Die „Kanonenbahn“ als lebenswichtige Verkehrsader (1941)
Sie führt durch landschaftlich sehr schöne Gebiete des Eichsfeldes
Hat auch im Westerwalde der letzte Schnee sich in die Schluchten zurückgezogen und kann der Wanderer, der ihm lange Monate fernbleiben mußte, seine Lieblingsplätze wieder aufsuchen, so sehen die Waldarbeiter ab und zu außer dem Förster ein menschliches Wesen hier oben, das nach den ersten Frühlingskindern ausschaut. Das übriggebliebene Wild feiert in seiner Art die Veränderung in der Natur. Bussarde umkreisen ihren alten Horst. Füchse bellen unter der Thomasbrücke. Und von Zeit zu Zeit ist der Wald vom dumpfen Rollen der „Kanonenbahn" erfüllt, die in die nahen Tunnel einfährt, sie nach einiger Zeit verläßt und bald wieder unter der Erde davonfährt. Wer gerade auf der Südostnase über dem Küllstedter Grunde steht, wenn das Bähnchen den Wald durcheilt und am Effelderschen Bahnhof verschnauft, hat wohl Muße, das sonnenbeschienene schöne Dorfbild auf der gegenüberliegenden Höhe zu genießen und sich auch mit der Bahn sinnend zu beschäftigen.

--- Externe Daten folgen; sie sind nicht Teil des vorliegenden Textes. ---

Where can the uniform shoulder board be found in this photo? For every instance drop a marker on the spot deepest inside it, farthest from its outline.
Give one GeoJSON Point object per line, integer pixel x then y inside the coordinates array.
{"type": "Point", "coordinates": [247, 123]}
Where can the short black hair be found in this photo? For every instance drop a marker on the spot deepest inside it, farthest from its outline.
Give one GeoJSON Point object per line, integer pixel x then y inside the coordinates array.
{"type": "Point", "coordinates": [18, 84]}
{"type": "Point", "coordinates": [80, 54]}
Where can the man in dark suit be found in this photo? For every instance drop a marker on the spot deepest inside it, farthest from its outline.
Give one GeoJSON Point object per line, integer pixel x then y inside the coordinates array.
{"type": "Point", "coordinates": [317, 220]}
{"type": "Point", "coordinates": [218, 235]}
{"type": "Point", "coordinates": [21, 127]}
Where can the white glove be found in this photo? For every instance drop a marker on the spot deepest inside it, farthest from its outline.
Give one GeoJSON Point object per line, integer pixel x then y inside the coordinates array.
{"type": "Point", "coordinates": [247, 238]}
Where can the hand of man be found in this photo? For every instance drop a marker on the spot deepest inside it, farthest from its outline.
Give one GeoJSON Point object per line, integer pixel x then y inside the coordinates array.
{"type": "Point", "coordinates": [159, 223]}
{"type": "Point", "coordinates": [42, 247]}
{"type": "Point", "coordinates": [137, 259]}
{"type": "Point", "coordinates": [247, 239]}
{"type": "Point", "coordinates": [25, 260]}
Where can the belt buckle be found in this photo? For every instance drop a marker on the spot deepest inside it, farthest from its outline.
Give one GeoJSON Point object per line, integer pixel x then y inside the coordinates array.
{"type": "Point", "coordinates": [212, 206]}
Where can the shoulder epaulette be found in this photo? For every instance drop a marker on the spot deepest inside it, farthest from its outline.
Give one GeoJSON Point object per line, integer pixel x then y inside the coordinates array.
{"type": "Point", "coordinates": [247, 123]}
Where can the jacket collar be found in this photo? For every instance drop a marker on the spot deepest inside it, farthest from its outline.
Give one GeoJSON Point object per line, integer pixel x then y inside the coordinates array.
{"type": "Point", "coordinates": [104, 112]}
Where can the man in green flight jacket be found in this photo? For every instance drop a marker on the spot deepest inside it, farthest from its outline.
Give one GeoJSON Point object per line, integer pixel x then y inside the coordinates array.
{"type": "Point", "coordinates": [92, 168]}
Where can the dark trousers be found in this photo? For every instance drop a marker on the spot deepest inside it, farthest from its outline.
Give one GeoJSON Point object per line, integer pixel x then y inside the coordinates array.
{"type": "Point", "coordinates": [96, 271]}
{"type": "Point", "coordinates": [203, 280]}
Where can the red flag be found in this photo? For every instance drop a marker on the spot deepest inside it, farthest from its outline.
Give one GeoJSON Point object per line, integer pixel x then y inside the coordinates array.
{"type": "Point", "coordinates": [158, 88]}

Es leben unter den knorrigen Eichen der Höhenbewohner noch manche, die sich an die Zeit erinnern können, in der an einen Bahnbau durch dieses schwierige Gelände niemand glaubte, dann aber das Wunder doch geschah. Es war im Februar 1875, als die Vorarbeiten begannen. Material wurde herangeschafft, alles mit Fuhrwerk. Pferdegespanne und auch Ochsen wurden verwandt. Italiener, Galizier und Kroaten hielten ihren Einzug in die an der abgesteckten Linie gelegenen Dörfer. Bewegung kam in das ruhige Leben. Weil diese Arbeiter oft zechten, blieben auch unliebsame Zwischenfälle nicht aus. Mehr als einmal kam es zu Schlägereien und Blutvergießen, so daß auch die Gendarmen selten Ruhe hatten.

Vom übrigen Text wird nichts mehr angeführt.